Friday finds me staring out an enormous steel-grid window, trying to give voice to a character I created 13 months ago. I can’t decide if she’s a she, or he’s a he, or he-she’s an “it”. I can’t decide if she speaks in first person or if the stories should be narrator-driven. And if I don’t move forward with him soon, my series of wildly popular children’s books will not have time to generate millions of dollars in “merch” in time to fund my retirement in the Tiny Dream Home.
A year and a half ago I made the leap to full-time writing. Well, okay, maybe not a leap so much as a giant scissor step. (Mother May I?) And maybe not so much full-time as “when I find the time.” But still…I naively convinced myself this would be an easy gig. After all, I love it. I’ve known since 7th grade English class that I am, inherently, a word person (despite the fact I spelled inherintly, inherantly, inherrently incorrectly three times before resorting to Google).

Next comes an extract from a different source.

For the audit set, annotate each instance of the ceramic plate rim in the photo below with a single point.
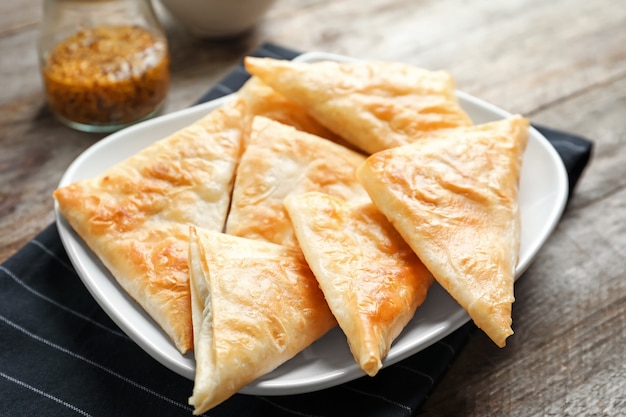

While I was mistaken about the simplicity of writing, I still spend my days filling blank pages with words. Myriad words. Pretty words. Words that make you laugh. Words that make you cry. Words that make you think. Words that make you feel.
Or, like today’s offering, words that just make you read for four minutes because it’s Friday and you’re distracting yourself with Facebook and counting the minutes until the weekend instead of finishing up today’s work (or is that just me?).
I’ve been
disillusioned how difficult the process is. I can edit for days on end. I can mold somebody else’s content or idea into something very readable. I know my gift. “Coming up with original content” isn’t one of them, despite my attempts at originality in life. Maybe I’m deluding myself even there. Really, I just use logic to make life choices, rather than follow mainstream thought. This has branded me a hippie, a progressive, a weirdo, an anarchist (do not read “antiChrist:”) or in my own mind, a salmon swimming upstream. A salmon with great hair. But I digress.
To be more honest, Friday finds me staring out an enormous steel-grid window, giggling at the goofy things people outside do while waiting at the traffic light. Then again, I just plucked a whisker out of my chin and realized I’m on camera. Lovely. Plus, I’m sipping an iced mint matcha, which cost me six bucks, and is basically just green tea and milk with a mint leaf garnish. Whatever. Writing is hard.
And I’ve been waiting my whole life to claim it.
And I can wear my tiara and call myself a Pretty Pretty Princess, but unless somebody outside my realm of influence holds a coronation ceremony for me, my regality is seriously in question.
Writing, in a weird way, is like riding Space Mountain. I’ve been waiting a long time to get on this ride. And now I’m strapped in. Completely in the dark. I can’t see what’s beside me or above me or under me. I have no idea where I’m going and it makes my head hurt. Sometimes climbing and sometimes falling. I feel scared and exhilarated and liberated and very vulnerable. All I can see is what’s right in front of my face, but that’s enough for now.
I haven’t been this happy since I was a 17-year-old declaring “someday I’m going to be a writer.”